Although the invention made by the present inventor has been specifically explained above based on Examples, it goes without saying that this invention is not limited to the above Examples and can be modified in various ways without departing from the gist thereof. Nor. For example, the NTL circuit shown in FIG. 3 may be one in which the load of the emitter follower output transistor Q9 is divided into the base of the transistor Q8, and the output signal is level-shifted and fed back. For input signals supplied to the bases of input transistors Q5 to Q7, transistor Q
Since the output signal according to the above-mentioned input signal is fed back to the base of 8, it operates as an NTL circuit having no specific logic threshold. In this case, since the ECL circuit and the NTL circuit are composed of the same elements, there is no waste of elements and the NT
It is possible to improve the operational merge of the L circuit.

Further, the constant current source in the ECL circuit may be simply constituted by a resistor. Furthermore, transistor Q
A resistor may be provided at the collector of 8.

(Field of Application) The present invention can be widely applied to semiconductor integrated circuit devices such as gate arrays that include NTL circuits and are formed using a master slice method or the like.

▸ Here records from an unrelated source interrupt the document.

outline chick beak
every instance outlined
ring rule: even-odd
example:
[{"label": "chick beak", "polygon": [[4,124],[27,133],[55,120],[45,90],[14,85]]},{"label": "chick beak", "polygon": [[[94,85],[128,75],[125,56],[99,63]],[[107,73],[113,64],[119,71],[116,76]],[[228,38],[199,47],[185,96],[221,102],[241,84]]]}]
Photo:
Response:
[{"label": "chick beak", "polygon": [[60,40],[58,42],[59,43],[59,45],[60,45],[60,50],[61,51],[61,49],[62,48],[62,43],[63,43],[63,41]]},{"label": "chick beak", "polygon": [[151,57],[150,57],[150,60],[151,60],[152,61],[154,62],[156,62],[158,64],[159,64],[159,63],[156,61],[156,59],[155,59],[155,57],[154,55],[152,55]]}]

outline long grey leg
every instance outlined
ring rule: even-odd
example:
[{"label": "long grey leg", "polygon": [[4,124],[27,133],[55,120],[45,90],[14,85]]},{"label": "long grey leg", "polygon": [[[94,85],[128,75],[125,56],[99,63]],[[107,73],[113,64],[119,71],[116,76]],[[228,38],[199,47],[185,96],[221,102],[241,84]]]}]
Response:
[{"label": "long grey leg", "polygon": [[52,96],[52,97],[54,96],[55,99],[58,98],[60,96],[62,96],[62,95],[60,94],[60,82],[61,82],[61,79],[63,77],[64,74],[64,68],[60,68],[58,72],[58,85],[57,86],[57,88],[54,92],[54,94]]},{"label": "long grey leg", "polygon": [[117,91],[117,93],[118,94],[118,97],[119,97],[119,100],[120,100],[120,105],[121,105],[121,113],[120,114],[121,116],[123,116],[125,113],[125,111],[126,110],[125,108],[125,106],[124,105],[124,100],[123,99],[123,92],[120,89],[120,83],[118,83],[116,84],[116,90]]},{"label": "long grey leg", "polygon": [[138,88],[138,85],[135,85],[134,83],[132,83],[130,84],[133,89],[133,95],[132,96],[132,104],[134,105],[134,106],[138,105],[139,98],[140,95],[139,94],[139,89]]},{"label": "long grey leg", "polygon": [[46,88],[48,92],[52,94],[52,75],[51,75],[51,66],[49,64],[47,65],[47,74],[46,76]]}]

[Brief explanation of drawings]

FIG. 1 is a characteristic diagram for explaining the operating margin of an NTL circuit, FIG. 2 is a circuit diagram showing an embodiment of an internal logic circuit in a semiconductor integrated circuit device according to the present invention, and FIG. FIG. 2 is a circuit diagram showing a specific example of an NTL circuit and an ECL circuit.

Claims (1)

[Claims] 1. A logic gate circuit configured with an NTL circuit, and an E
1. A semiconductor integrated circuit device comprising a flip-flop circuit configured with a CL circuit. 2. The semiconductor integrated circuit device according to claim 1, wherein the circuit function of the semiconductor integrated circuit device is formed by a master slicing method.